Trabzonspor zorlu bir deplasmana daha çıktı. Göztepe ligde toparlanmaya çalışan ve çıkış adımları atmış bir takım ve yeterince zorlu bir deplasman iken Trabzonspor adına bir de üzerine birçok eksik eklendi.
Birinin eksikliği bile yeterince zorken Bakasetas ve Nwakaeme gibi tek kişilik takım sayılabilecek iki oyuncunun eksikliği Trabzonspor'u oldukça zorladı ilk yarı boyunca. İstatistiklere yansıdığı gibi Trabzonspor'un oynadığı en kötü yarılardan biriydi bu. Bakasetas yok, isabetli şut yok, Nwakaeme yok, hatalı pas çok.
Oyun bir sertlik ve liderlik arıyordu Trabzonspor lehine. Dorukhan da sakatlıklardan sonra çok olgun bir oyunla öne çıktı oyundan çıkana kadar.

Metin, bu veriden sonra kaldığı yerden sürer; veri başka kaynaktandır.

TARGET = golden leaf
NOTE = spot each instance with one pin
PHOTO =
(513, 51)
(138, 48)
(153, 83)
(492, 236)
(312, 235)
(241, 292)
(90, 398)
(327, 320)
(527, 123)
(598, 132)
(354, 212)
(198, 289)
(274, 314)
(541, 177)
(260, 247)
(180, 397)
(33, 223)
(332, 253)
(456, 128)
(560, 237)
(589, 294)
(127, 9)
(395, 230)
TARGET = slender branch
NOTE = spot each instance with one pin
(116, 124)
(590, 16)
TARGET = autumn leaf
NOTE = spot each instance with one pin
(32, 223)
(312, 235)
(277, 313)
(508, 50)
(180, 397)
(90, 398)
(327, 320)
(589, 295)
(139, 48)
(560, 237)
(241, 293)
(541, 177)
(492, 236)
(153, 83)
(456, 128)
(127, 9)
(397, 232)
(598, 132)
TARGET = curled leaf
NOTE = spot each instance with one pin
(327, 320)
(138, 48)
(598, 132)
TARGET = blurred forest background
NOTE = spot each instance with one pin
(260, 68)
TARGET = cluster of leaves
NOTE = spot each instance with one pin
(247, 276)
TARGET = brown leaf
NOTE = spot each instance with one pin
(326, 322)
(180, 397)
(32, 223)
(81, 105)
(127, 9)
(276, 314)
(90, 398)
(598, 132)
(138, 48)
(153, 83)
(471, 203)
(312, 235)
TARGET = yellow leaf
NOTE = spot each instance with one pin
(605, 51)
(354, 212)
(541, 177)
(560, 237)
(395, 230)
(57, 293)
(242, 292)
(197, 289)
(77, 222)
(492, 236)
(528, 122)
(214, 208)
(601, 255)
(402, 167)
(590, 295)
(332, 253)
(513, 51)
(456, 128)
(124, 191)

Sertlikten yılan, dengesiz kararlarla müdahale kararsızlığı yaşayan, oyun anlamında bir revizyona ihtiyaç duyan Trabzonspor Siopis ile başladı ikinci yarıya.

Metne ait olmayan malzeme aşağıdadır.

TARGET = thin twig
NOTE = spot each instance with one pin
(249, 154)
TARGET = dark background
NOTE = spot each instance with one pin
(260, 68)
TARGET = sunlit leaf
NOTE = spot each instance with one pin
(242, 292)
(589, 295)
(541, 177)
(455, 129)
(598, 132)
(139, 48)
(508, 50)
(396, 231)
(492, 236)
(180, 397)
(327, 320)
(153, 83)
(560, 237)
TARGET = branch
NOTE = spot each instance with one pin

Bu, oyundaki mücadele dengesini sağlarken, Siopis'in dirençli oyunu sahadaki diğer isimlere de ilham oldu. Özellikle Abdülkadir Ömür'ün sazı eline aldığı bir 20 dakikalık bölümde Trabzonspor istediğini aldı. Daha sonra ise Trabzonspor'un oyun anlamında nasıl bir revizyona ihtiyaç duyduğunu tekrar müşahede ettik. Ancak 90 dakikanın bitiş düdüğü çaldığında konuşulması gereken oynanan futboldan çok gösterilen fedakarlıklardır bence.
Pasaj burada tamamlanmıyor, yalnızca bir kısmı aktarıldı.